Ringrazio il lettore di avermi offerto l’occasione per mettere nero su bianco, sia pure in modo necessariamente sintetico, le ragioni per cui – nonostante i dissensi e le critiche in materia di politica del lavoro – voterò convintamente per il Partito democratico sia alla Camera sia al Senato.
Quindici anni or sono ho partecipato alla fondazione di questo partito, al quale sono sempre rimasto iscritto da allora, salvo che nel biennio 2013-2014 nel quale mi candidai al Senato nelle liste di Scelta Civica e feci parte del relativo gruppo parlamentare fino al suo definitivo scioglimento, per poi tornare con tutti i senatori di quel gruppo nel Pd. L’appartenenza a un partito non presuppone la piena condivisione di tutte le prese di posizione del suo vertice; 
è una scelta che si fonda soprattutto sulla condivisione delle scelte politiche fondamentali, oltre che sulla fiducia nella capacità del partito stesso di correggere i propri errori in quelle meno cruciali. In questo partito mi è accaduto di far parte della maggioranza e di essere in pieno accordo con l’operato del vertice, di poter quindi cooperare efficacemente all’attuazione di idee e progetti da lungo tempo preparati e discussi; così come mi è accaduto di essere in minoranza e in dissenso con alcune scelte del vertice. In ogni caso ho sempre seguito questa regola di condotta: “massima libertà nell’esprimere le mie idee, anche se in contrasto con la linea del vertice del partito, massima lealtà nel rispettare la disciplina di voto, in Parlamento come nelle elezioni politiche e amministrative”. Quando si fa parte di un partito si entra in questa logica, che dà i suoi frutti sulla distanza; e che è incompatibile con quella del “ci resto finché sono in maggioranza, esco se sono in minoranza”.

Detto questo, non mi sottraggo alla domanda che da più parti mi viene posta: “va bene, ma se non fossi legato al Pd dalla disciplina di voto, nella situazione attuale come voteresti?”.

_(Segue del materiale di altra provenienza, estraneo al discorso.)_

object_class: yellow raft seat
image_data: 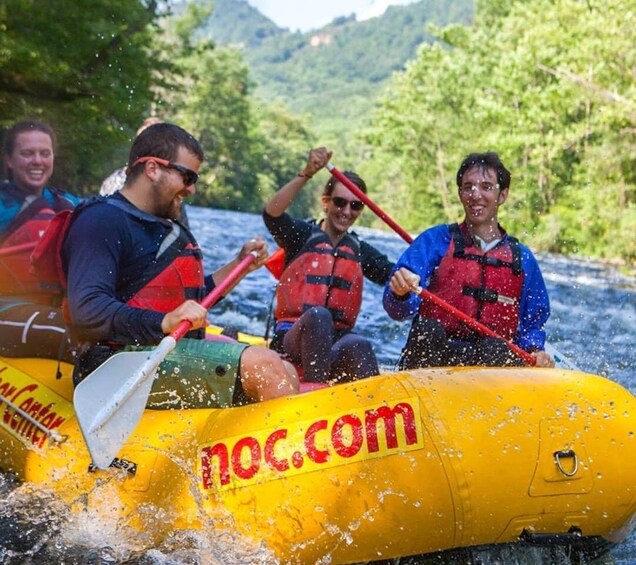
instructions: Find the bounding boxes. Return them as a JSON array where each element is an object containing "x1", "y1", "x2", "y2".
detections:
[{"x1": 0, "y1": 355, "x2": 635, "y2": 563}]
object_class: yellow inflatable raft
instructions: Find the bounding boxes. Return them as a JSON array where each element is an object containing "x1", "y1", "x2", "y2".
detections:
[
  {"x1": 0, "y1": 355, "x2": 635, "y2": 563},
  {"x1": 205, "y1": 323, "x2": 268, "y2": 346}
]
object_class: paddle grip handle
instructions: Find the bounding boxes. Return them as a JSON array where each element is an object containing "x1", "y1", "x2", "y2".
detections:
[{"x1": 170, "y1": 252, "x2": 257, "y2": 341}]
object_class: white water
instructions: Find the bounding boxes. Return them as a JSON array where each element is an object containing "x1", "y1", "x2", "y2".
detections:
[{"x1": 198, "y1": 207, "x2": 635, "y2": 392}]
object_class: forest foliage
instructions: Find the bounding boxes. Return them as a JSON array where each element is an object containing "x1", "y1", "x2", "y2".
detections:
[
  {"x1": 0, "y1": 0, "x2": 313, "y2": 213},
  {"x1": 361, "y1": 0, "x2": 635, "y2": 261},
  {"x1": 0, "y1": 0, "x2": 159, "y2": 187},
  {"x1": 1, "y1": 0, "x2": 634, "y2": 262},
  {"x1": 204, "y1": 0, "x2": 474, "y2": 146}
]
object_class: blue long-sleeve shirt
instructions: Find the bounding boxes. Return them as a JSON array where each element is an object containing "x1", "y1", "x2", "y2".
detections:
[
  {"x1": 383, "y1": 224, "x2": 550, "y2": 352},
  {"x1": 62, "y1": 193, "x2": 214, "y2": 346}
]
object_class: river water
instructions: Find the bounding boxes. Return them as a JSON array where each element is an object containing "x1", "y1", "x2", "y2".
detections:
[{"x1": 1, "y1": 205, "x2": 634, "y2": 564}]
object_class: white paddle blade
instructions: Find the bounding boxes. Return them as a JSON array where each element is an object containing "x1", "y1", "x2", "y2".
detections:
[
  {"x1": 545, "y1": 342, "x2": 580, "y2": 372},
  {"x1": 74, "y1": 337, "x2": 176, "y2": 469}
]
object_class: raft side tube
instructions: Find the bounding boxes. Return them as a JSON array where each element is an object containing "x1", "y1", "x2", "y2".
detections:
[
  {"x1": 401, "y1": 367, "x2": 636, "y2": 549},
  {"x1": 1, "y1": 358, "x2": 635, "y2": 564}
]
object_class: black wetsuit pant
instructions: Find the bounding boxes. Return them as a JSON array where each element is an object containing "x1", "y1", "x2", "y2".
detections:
[
  {"x1": 0, "y1": 301, "x2": 75, "y2": 363},
  {"x1": 271, "y1": 306, "x2": 379, "y2": 383},
  {"x1": 399, "y1": 316, "x2": 524, "y2": 370}
]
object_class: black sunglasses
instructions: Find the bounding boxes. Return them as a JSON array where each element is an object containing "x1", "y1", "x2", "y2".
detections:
[
  {"x1": 132, "y1": 156, "x2": 199, "y2": 186},
  {"x1": 330, "y1": 196, "x2": 365, "y2": 211}
]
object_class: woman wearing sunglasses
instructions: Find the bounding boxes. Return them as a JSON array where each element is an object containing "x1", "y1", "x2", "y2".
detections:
[{"x1": 263, "y1": 147, "x2": 393, "y2": 384}]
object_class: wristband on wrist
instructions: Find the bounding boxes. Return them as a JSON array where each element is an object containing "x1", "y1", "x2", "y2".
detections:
[{"x1": 297, "y1": 172, "x2": 313, "y2": 179}]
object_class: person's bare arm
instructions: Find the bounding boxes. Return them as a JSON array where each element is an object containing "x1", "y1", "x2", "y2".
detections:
[{"x1": 265, "y1": 146, "x2": 332, "y2": 217}]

Rispondo: voterei allo stesso modo, cioè Pd sia alla Camera sia (soprattutto) al Senato. Perché con questo sistema elettorale un terzo dei seggi viene assegnato nei collegi uninominali, dove la coalizione di destra può vincere anche con il 25 o il 30 per cento dei voti. Anche nelle zone dove la coalizione di destra è più debole del centro-sinistra essa può portarsi via il seggio prendendo un voto in più della coalizione seconda arrivata. Per questo la rottura di Calenda con il Pd mi è parsa una follia.
Chi condivide le mie idee pensa che oggi lo spartiacque fondamentale della politica, in Italia come in tutti gli altri Paesi europei, sia quello che divide chi desidera che il proprio Paese partecipi da protagonista alla costruzione di una Unione Europea capace di esercitare efficacemente la sovranità in materia di economia, di sicurezza, di politica estera, di ecologia e di flussi migratori, da chi invece preferisce preservare e semmai rafforzare le sovranità nazionali del secolo passato. Oggi la scelta rispetto a questo spartiacque è resa più drammatica dall’aggressione della Russia di Putin contro l’Ucraina, che sottintende con tutta evidenza un’aggressione contro la UE cui l’Ucraina intende aderire. La coalizione di destra è in larga parte fortemente connotata nel senso dell’euro-scetticismo, se non addirittura nel senso del legame organico con il partito di Putin (come nel caso della Lega).  Non mi dispiace affatto che i voti degli elettori europeisti di destra rafforzino il nuovo Polo liberal-democratico di Calenda e Renzi; mi preoccupa molto, invece, che il nuovo Polo sottragga voti al Pd, consentendo ai partiti di Giorgia Meloni e di Matteo Salvini di prendersi tutta la posta nei collegi uninominali, anche in quelli nei quali un centro-sinistra unito sarebbe più forte.